Sunday, April 17, 2022

YOU’RE RELEASED BUT YOUR CUSTODY CALLS [340]


The ubiquity and longevity of “Doctor Who” makes it impossible not to have a favourite Doctor, no matter how little of the show you have seen. Your choice will most likely the actor playing the role when you grew up, which makes mine, Jon Pertwee, an anomaly, being a Doctor of my parents’ generation.

I was six years old when the BBC cancelled its original run in 1989, its diehard fanbase still smaller than the audience for “Coronation Street”. The adventures continued in licensed and unlicensed novels, magazines, audio dramas and straight-to-video films, but save for Paul McGann’s turn in 1996’s unsuccessful pilot for a new series, “Doctor Who” existed in repeats only until 2005. 

BBC Two showed selected stories from 1992 to 1994, allowing me to watch and compare stories from each of the seven Doctors to that point. Jon Pertwee’s Doctor, who appeared for four years from 1970, and the first to appear in colour, may have stuck in my mind as his stories were shown the most, particularly when they were shown again from 1999 to 2000, and when BBC One showed 1973’s “Planet of the Daleks” to mark the show’s thirtieth anniversary in 1993.

But the nostalgia of my parents’ generation meant that I was watching “Doctor Who” alongside episodes of “Thunderbirds”, “Stingray”, “The Man from U.N.C.L.E.” and “Star Trek” on BBC Two, while Channel 4 were making their way through “The Avengers”, “The Saint” and Adam West as “Batman”. All these shows had colourful characters and action-packed, thrilling stories, and I enjoyed them as much as those watching for the second time. Like “Doctor Who”, they lacked the budget, sophistication and special effects of new shows at the time like “Star Trek: Deep Space Nine” and “Babylon 5”, but charm and goodwill kept them alive.


In becoming like the above shows, the ”Doctor Who” of 1970 was very different to its own previous series. Patrick Troughton’s Doctor had been forced into exile on present-day Earth, their TARDIS disabled, and their appearance forcibly changed – Troughton didn’t turn into Pertwee on-screen, as the latter hadn’t been hired yet. Under the name Dr John Smith, the Doctor is a scientific advisor for the United Nations Intelligence Taskforce (UNIT, not U.N.C.L.E.), a military version of the “Men in Black” that justified the continued appearance of extra-terrestrial beings in the show without having to change time or location. 

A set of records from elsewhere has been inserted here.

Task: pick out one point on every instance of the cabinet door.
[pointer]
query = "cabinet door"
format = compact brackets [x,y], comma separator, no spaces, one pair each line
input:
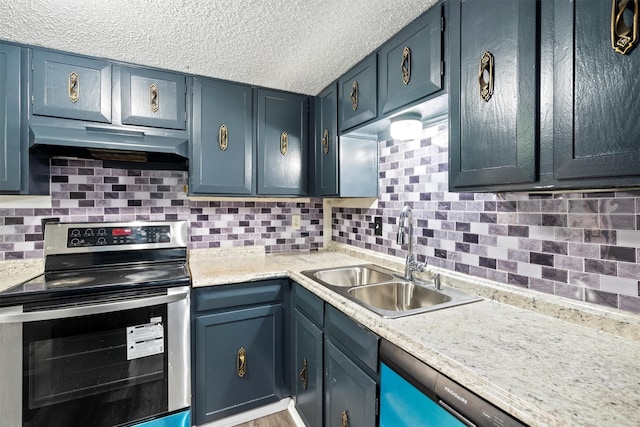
[357,94]
[222,145]
[10,118]
[282,143]
[411,62]
[596,95]
[238,361]
[350,394]
[307,361]
[153,98]
[493,140]
[326,143]
[71,87]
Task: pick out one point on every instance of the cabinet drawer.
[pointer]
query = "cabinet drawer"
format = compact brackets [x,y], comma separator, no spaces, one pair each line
[357,94]
[229,296]
[71,87]
[153,98]
[362,343]
[309,304]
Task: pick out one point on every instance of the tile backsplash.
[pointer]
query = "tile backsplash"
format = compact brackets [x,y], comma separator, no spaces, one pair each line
[83,190]
[584,246]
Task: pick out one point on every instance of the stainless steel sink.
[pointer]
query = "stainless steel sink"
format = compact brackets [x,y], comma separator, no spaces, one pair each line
[399,296]
[352,276]
[386,293]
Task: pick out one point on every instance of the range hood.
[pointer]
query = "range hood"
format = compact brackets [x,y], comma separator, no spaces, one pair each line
[115,147]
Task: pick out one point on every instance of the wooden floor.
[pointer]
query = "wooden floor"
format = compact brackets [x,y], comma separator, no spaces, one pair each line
[280,419]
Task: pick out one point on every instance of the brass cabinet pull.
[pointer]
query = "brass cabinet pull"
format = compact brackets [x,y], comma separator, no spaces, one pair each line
[345,419]
[223,137]
[325,141]
[304,375]
[405,65]
[241,363]
[284,143]
[623,36]
[74,87]
[354,95]
[154,95]
[486,66]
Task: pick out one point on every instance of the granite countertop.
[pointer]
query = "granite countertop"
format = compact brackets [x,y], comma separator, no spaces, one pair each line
[546,360]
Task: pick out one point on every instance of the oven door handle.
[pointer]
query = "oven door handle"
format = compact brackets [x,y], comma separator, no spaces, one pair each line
[16,315]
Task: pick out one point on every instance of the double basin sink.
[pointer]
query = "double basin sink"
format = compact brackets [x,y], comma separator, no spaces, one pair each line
[385,293]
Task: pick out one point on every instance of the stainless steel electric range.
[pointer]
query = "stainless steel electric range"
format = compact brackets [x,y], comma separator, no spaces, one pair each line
[101,338]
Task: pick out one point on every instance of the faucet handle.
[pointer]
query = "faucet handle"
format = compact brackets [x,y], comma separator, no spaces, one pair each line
[417,266]
[436,281]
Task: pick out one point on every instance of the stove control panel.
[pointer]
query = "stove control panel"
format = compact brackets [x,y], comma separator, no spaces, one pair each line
[124,235]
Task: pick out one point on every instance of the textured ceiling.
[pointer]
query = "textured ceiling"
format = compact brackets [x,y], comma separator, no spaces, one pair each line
[295,45]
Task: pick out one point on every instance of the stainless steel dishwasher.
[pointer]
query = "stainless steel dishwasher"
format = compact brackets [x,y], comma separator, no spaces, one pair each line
[414,394]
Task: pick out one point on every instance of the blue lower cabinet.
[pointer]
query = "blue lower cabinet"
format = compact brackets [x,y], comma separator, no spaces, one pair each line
[180,419]
[240,348]
[350,393]
[237,361]
[307,388]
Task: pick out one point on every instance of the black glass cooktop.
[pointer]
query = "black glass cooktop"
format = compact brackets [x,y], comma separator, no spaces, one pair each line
[100,279]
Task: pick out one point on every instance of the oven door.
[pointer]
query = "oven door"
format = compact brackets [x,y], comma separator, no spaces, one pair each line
[97,363]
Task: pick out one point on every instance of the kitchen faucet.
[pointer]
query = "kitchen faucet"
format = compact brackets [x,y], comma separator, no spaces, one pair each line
[411,265]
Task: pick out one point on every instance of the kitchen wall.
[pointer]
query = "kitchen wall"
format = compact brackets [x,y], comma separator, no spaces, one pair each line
[583,246]
[83,190]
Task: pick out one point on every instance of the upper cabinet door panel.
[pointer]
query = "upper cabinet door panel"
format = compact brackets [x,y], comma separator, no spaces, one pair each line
[153,98]
[222,144]
[493,112]
[282,143]
[357,94]
[326,143]
[71,87]
[596,95]
[10,119]
[411,62]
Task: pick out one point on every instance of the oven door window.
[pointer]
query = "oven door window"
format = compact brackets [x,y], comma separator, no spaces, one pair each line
[98,370]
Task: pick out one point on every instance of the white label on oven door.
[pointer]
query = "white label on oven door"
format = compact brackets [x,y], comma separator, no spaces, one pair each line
[145,340]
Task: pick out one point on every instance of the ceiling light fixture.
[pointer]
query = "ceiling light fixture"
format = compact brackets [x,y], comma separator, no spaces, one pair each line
[406,126]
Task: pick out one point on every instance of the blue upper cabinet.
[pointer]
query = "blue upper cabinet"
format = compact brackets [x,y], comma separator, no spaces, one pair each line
[71,87]
[222,143]
[153,98]
[325,151]
[411,63]
[357,94]
[596,93]
[283,122]
[493,94]
[10,118]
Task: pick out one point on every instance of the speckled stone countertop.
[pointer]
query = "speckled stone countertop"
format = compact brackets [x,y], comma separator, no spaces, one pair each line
[546,360]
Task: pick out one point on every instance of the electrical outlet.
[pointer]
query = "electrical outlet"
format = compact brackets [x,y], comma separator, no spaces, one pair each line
[295,222]
[377,226]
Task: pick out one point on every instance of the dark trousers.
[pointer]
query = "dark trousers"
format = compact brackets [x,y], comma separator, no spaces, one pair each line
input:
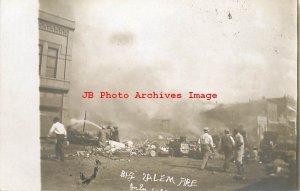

Dressed in a smoking jacket and cape, driver of various vehicles and master of “Venusian Aikido”, Pertwee’s Doctor is like an all-ages version of Jason King, the writer and playboy played by Peter Wyngarde in the ITV spy series “Department S” and “Jason King”. Episodes were more action-oriented by necessity, and perhaps also by budget, but out of this period came the Doctor’s “shadow”, the Master. 


Time and space travel were restored to the show in 1973, following a story where the first three Doctors all appeared on screen to save the Time Lords, in time for Tom Baker to whimsically take off into space the following year. As thrilling as the set-up of Pertwee’s run as the Doctor may have been, it was based on using exile as punishment, so a return to the original status quo was to be expected.

 

(Oddly enough, DC Comics had simultaneously completed a similar revamp to the “Wonder Woman” comic book, with writer and artist Mike Sekowsky placing the Amazons in another dimension, leaving Princess Diana powerless on Earth, and reinventing her as Diana Prince, an “Avengers” Emma Peel-type martial arts expert in spy and adventure plots. These changes were introduced in 1968, but were also reversed in 1973.)

 

It is true that I appear to like “Doctor Who” when it is least like itself, but it is also true that, for escapist drama, it had great company in the 1960s and 70s. As for science fiction, the end of “Doctor Who” overlapped with the beginning of “Red Dwarf”, a sitcom that suits my sensibilities even more closely.